The search often involved tales of supposed estates and fortunes just waiting for their rightful heirs to step forward. One of my own great grandfathers hired a genealogist in Sweden during the 1930s and spent thousands of dollars trying to prove that his wife, my great grandmother, was descended from Swedish royalty and was entitled to vast estates back in Sweden. As a more cynical descendant like myself might have predicted, no such lands were ever found, although it did turn out that Great Grandmother was descended from King Gustav Vasa, one of the more famous kings of Sweden (famous in Sweden, at least).
Nowadays the quest to link to the aristocratic families of Europe is less prevalent, but folks still are interested in tracing links to famous ancestors. Nearly everyone has a story about a famous, or at least semi-famous, person that his family supposedly descends from. Movie stars and presidents figure prominently in these stories, although other well-known figures also sometimes pop up.
One of those figures popped up in my own family. That same great grandmother who was actually descended from Swedish royalty apparently wasn’t too impressed with her blueblood ancestors, but she did often claim that her family was related to Charles Lindbergh, the famous aviator. Since she died at the height of his renown for his trans-Atlantic flight, she probably would have been disappointed to learn that while her maiden name was Lindbergh, just like his, they weren’t related. Surnames in Sweden were often taken based on farm names, as was hers and Charles’. Sadly, the farm Charles came from was in an entirely different part of Sweden from where Great Grandmother was raised. A search of Sweden’s excellent records definitively proved that there was no connection between the two at all.

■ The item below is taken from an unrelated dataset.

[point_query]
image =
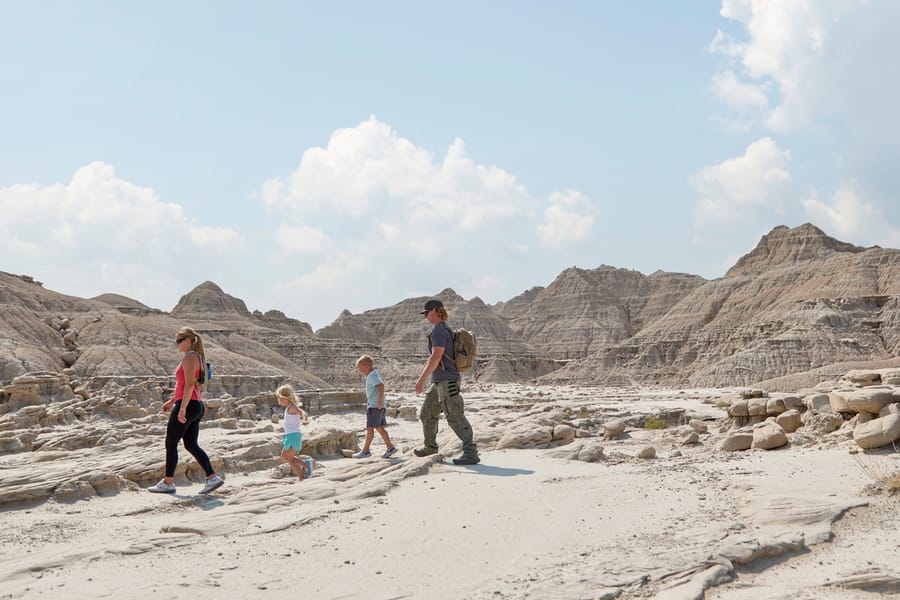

In recent years, genealogists have also begun to celebrate their relationships to infamous folks, as well as to famous ones. Most of us are proud to claim the black sheep in our lines, especially since those who got in trouble usually left more records of their exploits than those who followed the straight and narrow. Our definition of who qualifies as an interesting ancestor versus a serious criminal often depends on when and how the miscreant lived. Western outlaws and women of ill repute are usually cherished as parts of an interesting family tree, whereas most of us would not be happy if we found a convicted murderer or rapist in our line. Time can even change how we view those infamous ancestors. Nowadays, nearly all of us would be proud to claim one of the Salem witches as an ancestor, although their names were often omitted from early genealogies because of the shame. On the other hand, most of us would probably cringe to learn that our ancestors owned slaves even though they were respected in their own time. My great grandmother who was so keen to be related to Charles Lindbergh because of his heroic flights probably would join her descendants now in being relieved that Charles Lindbergh is not our relative because of his less than acceptable views about Adolph Hitler and the Nazis.
Finding the famous and infamous ancestors in your own family tree can be a lot of fun, but if you want to do it following standard genealogical methodology, Rhonda McClure’s book Finding Your Famous (and Infamous) Ancestors is a good starting point. It’s informative as well as being a fun read for beginning as well as more advanced genealogists. You never know – it just might help you find out how you’re related to your favorite movie star! Brad Pitt anyone?